Beyond the Kurdish dimension, Turkey faces serious national security risks from the war’s trajectory. A destabilized Iran could generate large-scale refugee flows along Turkey’s 530-kilometer shared border, arriving in a country already hosting millions of displaced people and struggling with years of economic difficulty. It could also create ungoverned space inside Iran that PKK-linked networks exploit to regroup and rearm, threatening Turkish security from the east while Ankara manages existing pressures on multiple other fronts. Ankara has been explicit that its objective is Iran’s territorial integrity, not because of any ideological alignment with Tehran, but because a fragmented Iran on Turkey’s border is a more dangerous neighbour than a contained one. As Turkish Foreign Minister Hakan Fidan stated publicly, Ankara believes the current crisis is “part of Israel’s bid for regional hegemony,” a framing that makes Israeli-backed Kurdish operations inside Iran not a side issue but the central test of whether Washington respects Turkish national security interests.
The domestic stakes on both sides compound the structural risks considerably. Both the Israeli and Turkish governments benefit politically from elevated mutual threat perception. Israeli leaders frame Turkey as an encircling adversary to mobilize support at home, while President Erdogan uses hostility toward Israel to consolidate his base among voters with strong sympathies for the Palestinian cause. This mutual instrumentalization of threat is not unique to either government, but it is particularly dangerous here because both governments are describing each other in existential terms in a region already at war. The rhetoric creates constituencies, hardens public expectations, and constrains future leaders from pursuing de-escalation without appearing weak. Former Turkish politician Suat Kınıklıoğlu warned explicitly that “such matters in this region have the potential to quickly spiral out of control,” and that responsible leadership requires not creating threats in public discourse that governments subsequently cannot manage.
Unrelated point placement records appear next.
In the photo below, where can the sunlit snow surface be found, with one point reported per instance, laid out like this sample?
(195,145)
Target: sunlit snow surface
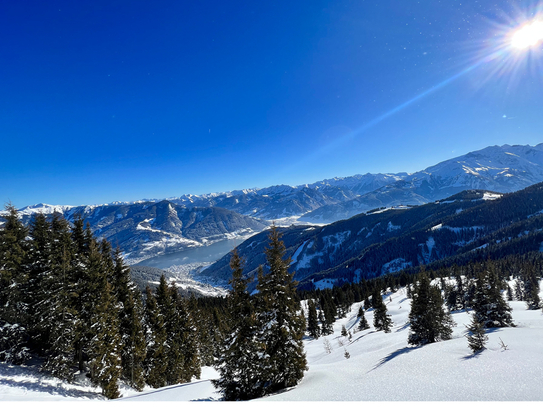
(381,367)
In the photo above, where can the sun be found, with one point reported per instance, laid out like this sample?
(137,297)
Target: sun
(528,36)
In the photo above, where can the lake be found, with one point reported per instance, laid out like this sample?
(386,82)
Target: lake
(204,254)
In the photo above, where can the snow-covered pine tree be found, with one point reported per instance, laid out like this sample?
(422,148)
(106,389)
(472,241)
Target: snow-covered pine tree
(239,355)
(13,276)
(381,320)
(104,340)
(57,315)
(489,305)
(131,324)
(186,336)
(156,361)
(312,320)
(173,353)
(281,321)
(429,322)
(530,286)
(83,293)
(363,324)
(476,336)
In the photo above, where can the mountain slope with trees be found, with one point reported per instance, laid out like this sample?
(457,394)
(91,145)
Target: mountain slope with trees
(467,225)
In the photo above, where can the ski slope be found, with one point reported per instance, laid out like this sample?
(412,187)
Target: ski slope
(381,367)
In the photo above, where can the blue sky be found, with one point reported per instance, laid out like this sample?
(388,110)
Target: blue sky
(123,100)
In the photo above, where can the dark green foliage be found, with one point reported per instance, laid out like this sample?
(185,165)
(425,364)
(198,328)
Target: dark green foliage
(312,320)
(156,361)
(104,340)
(281,322)
(131,324)
(381,320)
(429,322)
(476,337)
(239,359)
(363,324)
(66,298)
(490,307)
(13,269)
(530,285)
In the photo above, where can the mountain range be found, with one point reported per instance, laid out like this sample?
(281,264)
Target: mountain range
(469,224)
(148,228)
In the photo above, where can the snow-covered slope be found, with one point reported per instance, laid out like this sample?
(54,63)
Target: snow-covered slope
(499,168)
(381,367)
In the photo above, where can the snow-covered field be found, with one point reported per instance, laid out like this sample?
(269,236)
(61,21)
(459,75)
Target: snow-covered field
(381,367)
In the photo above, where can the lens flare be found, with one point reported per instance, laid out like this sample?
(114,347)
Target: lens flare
(528,36)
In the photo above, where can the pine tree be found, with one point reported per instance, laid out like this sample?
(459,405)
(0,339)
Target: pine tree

The Iran war is not resolving the Middle East’s central tensions. It is redistributing them onto a new and more complex fault line. Israel is managing a rivalry with a NATO member that has a domestically built defence industry, the ninth largest military in the world, and energy transit routes that Israel itself depends upon. Turkey is navigating a war on its doorstep that risks empowering the very Kurdish networks it has spent decades fighting, while simultaneously trying to retain Washington’s attention before Israeli strategic counsel dominates American decision-making in the region. Washington, for its part, is shifting between restraining Israeli ambitions and enabling them, as Trump’s 48-hour reversal on Kurdish involvement shows. If this fault line is left unmanaged, the post-Iran order may prove more volatile than the order it is replacing, and the United States may find that in pursuing one regional objective, it is planting the seeds of a far more consequential confrontation.